The journalist Anthea Rowan once described depression as a dog always sulking around her back door, casting long, gloomy shadows. Her ‘depression dog’ had wallowing jaws and a stealthy tread, but sometimes she managed to give it a well-placed kick and send it reeling outwards and downwards to wherever it came from in the first place. Depression can be, at least temporarily, kicked into touch and it doesn’t have to come sniffing around at Christmas. If however, you have historically experienced depressive bouts at Christmas, or you are concerned that you might this Christmas, there are things you can do to help yourself. Minimising contact with people, staying indoors away from sunlight and fresh air are the very things that will perpetuate the cycle, but simply relying on your motivation to get you up and moving isn’t any more likely to be successful.
Social pressure is enormously effective in getting you moving. Scheduling meaningful things to do over Christmas makes it much more likely that you will get up and out of your home and be active. Being active will help you break out of the negative cycle of thoughts and lethargy. Be honest with people around you what your needs are. We all need other people to meet our needs, but many of us have a difficult time recognising, acknowledging and expressing what it is that we need.
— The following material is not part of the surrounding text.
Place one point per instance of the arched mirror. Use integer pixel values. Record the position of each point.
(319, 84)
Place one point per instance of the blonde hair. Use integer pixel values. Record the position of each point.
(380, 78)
Find someone to talk to, express your emotions and worries and perhaps schedule some ‘me’ time to start practicing Mindfulness. If spending time at Christmas with a particular individual really upsets you, stop doing it. Spend time with people you like.
Worried about the financial cost of Christmas? Money worries keep people up at night, but they will still spend money at Christmas. It sounds trite, but talk to your family and make a plan based on the reality of your circumstances. Next year does not need to start out with an overdraft, payday loan or unpaid bills. Money management is critically important in managing depressive episodes in the months following Christmas. Discussing your money management within the frame of managing your depression is not a sign of weakness or letting people down; rather it is a sign of strength because you are taking responsibility for your own health and wellbeing. A few less gifts on Christmas day will not be as difficult to manage as days and weeks of low mood.
If you find it hard work preparing Christmas lunch, don’t give yourself such a hard time. We are not all a Nigella or a Jamie and remember that the whole point of the Christmas dinner ceremony is to be together, not carry out a critical review of the gravy or the temperature of the plates; something my mother-in-law did one year. Most of all, find or create and focus on your own Christmas rituals and cherish them, even if that means you just don’t do Christmas much at all.